From: Peter Zijlstra <peterz@infradead.org>
To: Juri Lelli <juri.lelli@redhat.com>
Cc: mingo@redhat.com, rostedt@goodmis.org, tj@kernel.org,
linux-kernel@vger.kernel.org, luca.abeni@santannapisa.it,
claudio@evidence.eu.com, tommaso.cucinotta@santannapisa.it,
bristot@redhat.com, mathieu.poirier@linaro.org,
lizefan@huawei.com, cgroups@vger.kernel.org,
Prateek Sood <prsood@codeaurora.org>
Subject: Re: [PATCH v8 6/8] cgroup/cpuset: Change cpuset_rwsem and hotplug lock order
Date: Fri, 28 Jun 2019 15:03:08 +0200 [thread overview]
Message-ID: <20190628130308.GU3419@hirez.programming.kicks-ass.net> (raw)
In-Reply-To: <20190628080618.522-7-juri.lelli@redhat.com>
On Fri, Jun 28, 2019 at 10:06:16AM +0200, Juri Lelli wrote:
> cpuset_rwsem is going to be acquired from sched_setscheduler() with a
> following patch. There are however paths (e.g., spawn_ksoftirqd) in
> which sched_scheduler() is eventually called while holding hotplug lock;
> this creates a dependecy between hotplug lock (to be always acquired
> first) and cpuset_rwsem (to be always acquired after hotplug lock).
>
> Fix paths which currently take the two locks in the wrong order (after
> a following patch is applied).
> Signed-off-by: Juri Lelli <juri.lelli@redhat.com>
This all reminds me of this:
https://lkml.kernel.org/r/1510755615-25906-1-git-send-email-prsood@codeaurora.org
Which sadly got reverted again.
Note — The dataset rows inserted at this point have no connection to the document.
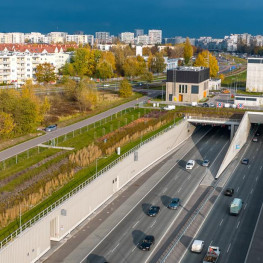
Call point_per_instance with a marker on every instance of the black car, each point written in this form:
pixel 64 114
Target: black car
pixel 229 192
pixel 245 161
pixel 146 243
pixel 153 210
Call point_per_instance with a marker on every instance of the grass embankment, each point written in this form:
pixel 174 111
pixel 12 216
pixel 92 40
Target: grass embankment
pixel 83 174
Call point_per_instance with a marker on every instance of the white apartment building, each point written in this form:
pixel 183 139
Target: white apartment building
pixel 17 67
pixel 57 37
pixel 142 40
pixel 35 37
pixel 127 37
pixel 254 75
pixel 155 36
pixel 81 39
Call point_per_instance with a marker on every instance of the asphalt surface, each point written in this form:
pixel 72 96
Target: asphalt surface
pixel 121 241
pixel 62 131
pixel 233 233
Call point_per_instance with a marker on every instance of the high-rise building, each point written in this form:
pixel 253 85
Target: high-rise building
pixel 102 37
pixel 127 37
pixel 139 32
pixel 155 36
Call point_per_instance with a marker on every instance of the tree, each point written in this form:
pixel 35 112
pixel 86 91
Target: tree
pixel 6 124
pixel 206 59
pixel 125 89
pixel 45 73
pixel 188 51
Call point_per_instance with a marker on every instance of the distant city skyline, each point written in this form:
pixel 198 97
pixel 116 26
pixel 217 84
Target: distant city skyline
pixel 176 18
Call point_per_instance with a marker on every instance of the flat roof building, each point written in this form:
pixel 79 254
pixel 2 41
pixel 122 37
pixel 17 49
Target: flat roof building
pixel 254 75
pixel 187 84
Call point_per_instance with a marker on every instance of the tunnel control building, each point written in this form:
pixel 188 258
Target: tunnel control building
pixel 187 84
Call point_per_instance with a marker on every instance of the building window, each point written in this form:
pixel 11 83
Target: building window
pixel 195 89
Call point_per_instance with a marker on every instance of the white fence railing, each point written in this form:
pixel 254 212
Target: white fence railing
pixel 78 188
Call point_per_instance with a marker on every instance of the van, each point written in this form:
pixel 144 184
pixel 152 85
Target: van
pixel 235 206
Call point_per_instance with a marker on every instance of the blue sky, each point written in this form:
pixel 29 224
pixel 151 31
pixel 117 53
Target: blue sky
pixel 176 17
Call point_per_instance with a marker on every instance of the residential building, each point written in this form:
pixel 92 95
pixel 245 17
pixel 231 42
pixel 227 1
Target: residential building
pixel 102 37
pixel 139 32
pixel 155 36
pixel 187 84
pixel 254 75
pixel 142 40
pixel 127 37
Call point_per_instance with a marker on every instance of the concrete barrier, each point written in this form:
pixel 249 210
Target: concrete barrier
pixel 237 143
pixel 35 240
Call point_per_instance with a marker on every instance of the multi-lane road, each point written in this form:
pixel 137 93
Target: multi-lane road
pixel 119 242
pixel 233 233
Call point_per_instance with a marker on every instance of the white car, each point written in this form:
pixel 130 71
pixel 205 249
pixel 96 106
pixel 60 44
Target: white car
pixel 197 246
pixel 190 164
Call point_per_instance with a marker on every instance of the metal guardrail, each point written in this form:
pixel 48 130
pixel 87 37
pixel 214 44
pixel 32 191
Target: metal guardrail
pixel 213 119
pixel 49 209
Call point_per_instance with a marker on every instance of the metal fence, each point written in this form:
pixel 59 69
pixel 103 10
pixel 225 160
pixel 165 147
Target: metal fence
pixel 79 188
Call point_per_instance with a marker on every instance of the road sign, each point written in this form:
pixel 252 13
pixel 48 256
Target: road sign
pixel 219 104
pixel 240 105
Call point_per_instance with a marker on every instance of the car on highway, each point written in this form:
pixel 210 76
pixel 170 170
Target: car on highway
pixel 51 128
pixel 153 210
pixel 174 204
pixel 245 161
pixel 146 243
pixel 206 163
pixel 197 246
pixel 190 165
pixel 229 192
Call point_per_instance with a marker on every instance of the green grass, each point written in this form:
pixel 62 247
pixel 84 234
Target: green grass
pixel 79 178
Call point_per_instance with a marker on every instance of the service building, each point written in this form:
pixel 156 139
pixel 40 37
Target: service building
pixel 187 84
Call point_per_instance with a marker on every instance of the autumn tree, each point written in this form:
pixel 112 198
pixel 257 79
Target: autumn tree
pixel 45 73
pixel 6 124
pixel 188 51
pixel 125 89
pixel 206 59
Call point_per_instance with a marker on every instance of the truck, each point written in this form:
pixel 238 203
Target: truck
pixel 235 206
pixel 212 255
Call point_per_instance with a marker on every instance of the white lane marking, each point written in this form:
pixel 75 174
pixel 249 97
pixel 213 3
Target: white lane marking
pixel 228 248
pixel 135 224
pixel 245 206
pixel 153 224
pixel 115 248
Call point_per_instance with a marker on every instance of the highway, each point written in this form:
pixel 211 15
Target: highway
pixel 233 233
pixel 119 243
pixel 61 131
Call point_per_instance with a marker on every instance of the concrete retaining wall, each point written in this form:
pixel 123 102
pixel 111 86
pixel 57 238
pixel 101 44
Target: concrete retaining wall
pixel 237 143
pixel 35 241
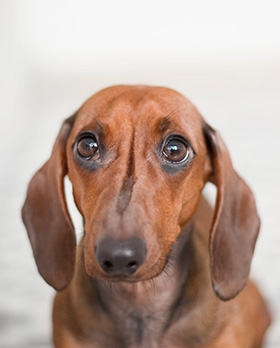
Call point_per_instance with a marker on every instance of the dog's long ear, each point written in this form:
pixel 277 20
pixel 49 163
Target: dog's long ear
pixel 46 217
pixel 235 224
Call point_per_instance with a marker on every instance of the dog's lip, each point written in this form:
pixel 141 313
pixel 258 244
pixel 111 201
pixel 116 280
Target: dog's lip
pixel 142 274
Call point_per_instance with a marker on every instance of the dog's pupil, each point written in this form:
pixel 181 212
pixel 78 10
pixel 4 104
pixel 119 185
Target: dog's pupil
pixel 175 150
pixel 87 147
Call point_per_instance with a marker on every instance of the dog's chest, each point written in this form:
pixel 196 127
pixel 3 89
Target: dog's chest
pixel 141 315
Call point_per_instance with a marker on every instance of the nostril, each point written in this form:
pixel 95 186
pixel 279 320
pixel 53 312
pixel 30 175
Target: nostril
pixel 132 264
pixel 108 264
pixel 132 267
pixel 120 257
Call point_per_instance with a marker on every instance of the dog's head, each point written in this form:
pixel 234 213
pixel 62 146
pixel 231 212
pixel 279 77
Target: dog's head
pixel 138 159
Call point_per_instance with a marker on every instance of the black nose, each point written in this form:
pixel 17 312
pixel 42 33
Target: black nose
pixel 120 257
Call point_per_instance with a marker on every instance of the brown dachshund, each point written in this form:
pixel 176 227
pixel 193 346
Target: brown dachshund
pixel 156 266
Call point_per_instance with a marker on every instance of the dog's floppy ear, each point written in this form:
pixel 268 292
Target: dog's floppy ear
pixel 46 217
pixel 235 224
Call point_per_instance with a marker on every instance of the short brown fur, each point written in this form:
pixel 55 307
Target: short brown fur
pixel 192 290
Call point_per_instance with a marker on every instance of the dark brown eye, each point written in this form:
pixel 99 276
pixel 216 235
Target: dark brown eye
pixel 88 147
pixel 175 150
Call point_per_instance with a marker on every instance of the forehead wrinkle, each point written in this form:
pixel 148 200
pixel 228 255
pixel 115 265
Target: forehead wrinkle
pixel 99 127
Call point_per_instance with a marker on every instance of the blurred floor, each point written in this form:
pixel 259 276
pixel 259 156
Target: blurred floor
pixel 242 101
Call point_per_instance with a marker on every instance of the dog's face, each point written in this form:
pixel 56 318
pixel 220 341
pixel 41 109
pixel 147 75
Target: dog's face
pixel 138 158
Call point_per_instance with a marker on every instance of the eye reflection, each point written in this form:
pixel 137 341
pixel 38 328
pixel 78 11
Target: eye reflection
pixel 176 151
pixel 88 148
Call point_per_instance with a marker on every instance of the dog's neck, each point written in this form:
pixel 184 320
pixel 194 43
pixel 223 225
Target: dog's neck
pixel 143 311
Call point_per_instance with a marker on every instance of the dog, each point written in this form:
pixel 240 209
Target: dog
pixel 156 266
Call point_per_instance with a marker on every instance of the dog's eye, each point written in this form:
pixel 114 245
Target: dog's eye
pixel 176 151
pixel 87 147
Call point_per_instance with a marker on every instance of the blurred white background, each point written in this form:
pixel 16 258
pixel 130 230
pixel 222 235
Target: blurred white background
pixel 225 56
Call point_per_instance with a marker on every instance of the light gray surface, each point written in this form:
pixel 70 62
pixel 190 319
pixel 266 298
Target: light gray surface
pixel 53 55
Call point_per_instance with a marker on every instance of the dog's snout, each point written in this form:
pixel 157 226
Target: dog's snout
pixel 120 257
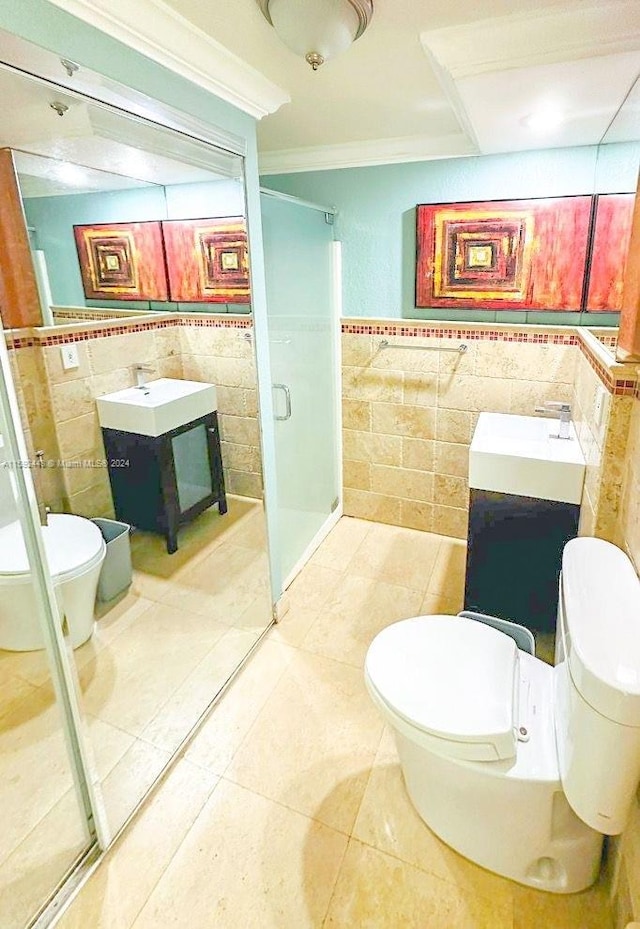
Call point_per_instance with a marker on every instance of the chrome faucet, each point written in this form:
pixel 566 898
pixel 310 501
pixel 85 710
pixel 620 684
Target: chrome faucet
pixel 561 411
pixel 140 373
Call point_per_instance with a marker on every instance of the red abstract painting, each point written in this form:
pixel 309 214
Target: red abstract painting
pixel 503 254
pixel 207 260
pixel 122 261
pixel 611 238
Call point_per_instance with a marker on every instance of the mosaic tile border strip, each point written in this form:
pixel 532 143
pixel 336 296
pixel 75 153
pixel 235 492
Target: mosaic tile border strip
pixel 619 387
pixel 85 335
pixel 459 332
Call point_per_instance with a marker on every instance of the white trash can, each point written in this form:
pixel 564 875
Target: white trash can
pixel 117 573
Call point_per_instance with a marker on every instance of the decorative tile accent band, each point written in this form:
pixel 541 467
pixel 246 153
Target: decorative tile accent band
pixel 618 386
pixel 457 332
pixel 85 335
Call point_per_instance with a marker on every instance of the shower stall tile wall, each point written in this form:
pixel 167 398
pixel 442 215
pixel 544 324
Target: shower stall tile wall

If we do this now (I've always been a
proponent), then we can make that rebuild synchronous again, which
should also help here IIRC.
> ---
> include/linux/cpuset.h | 8 ++++----
> kernel/cgroup/cpuset.c | 22 +++++++++++++++++-----
> 2 files changed, 21 insertions(+), 9 deletions(-)
>
> diff --git a/include/linux/cpuset.h b/include/linux/cpuset.h
> index 934633a05d20..7f1478c26a33 100644
> --- a/include/linux/cpuset.h
> +++ b/include/linux/cpuset.h
> @@ -40,14 +40,14 @@ static inline bool cpusets_enabled(void)
>
> static inline void cpuset_inc(void)
> {
> - static_branch_inc(&cpusets_pre_enable_key);
> - static_branch_inc(&cpusets_enabled_key);
> + static_branch_inc_cpuslocked(&cpusets_pre_enable_key);
> + static_branch_inc_cpuslocked(&cpusets_enabled_key);
> }
>
> static inline void cpuset_dec(void)
> {
> - static_branch_dec(&cpusets_enabled_key);
> - static_branch_dec(&cpusets_pre_enable_key);
> + static_branch_dec_cpuslocked(&cpusets_enabled_key);
> + static_branch_dec_cpuslocked(&cpusets_pre_enable_key);
> }
>
> extern int cpuset_init(void);
> diff --git a/kernel/cgroup/cpuset.c b/kernel/cgroup/cpuset.c
> index a7c0c8d8f132..d92b351f89e3 100644
> --- a/kernel/cgroup/cpuset.c
> +++ b/kernel/cgroup/cpuset.c
> @@ -1026,8 +1026,8 @@ static void rebuild_sched_domains_locked(void)
> cpumask_var_t *doms;
> int ndoms;
>
> + lockdep_assert_cpus_held();
> percpu_rwsem_assert_held(&cpuset_rwsem);
> - get_online_cpus();
>
> /*
> * We have raced with CPU hotplug. Don't do anything to avoid
> @@ -1036,19 +1036,17 @@ static void rebuild_sched_domains_locked(void)
> */
> if (!top_cpuset.nr_subparts_cpus &&
> !cpumask_equal(top_cpuset.effective_cpus, cpu_active_mask))
> - goto out;
> + return;
>
> if (top_cpuset.nr_subparts_cpus &&
> !cpumask_subset(top_cpuset.effective_cpus, cpu_active_mask))
> - goto out;
> + return;
>
> /* Generate domain masks and attrs */
> ndoms = generate_sched_domains(&doms, &attr);
>
> /* Have scheduler rebuild the domains */
> partition_and_rebuild_sched_domains(ndoms, doms, attr);
> -out:
> - put_online_cpus();
> }
> #else /* !CONFIG_SMP */
> static void rebuild_sched_domains_locked(void)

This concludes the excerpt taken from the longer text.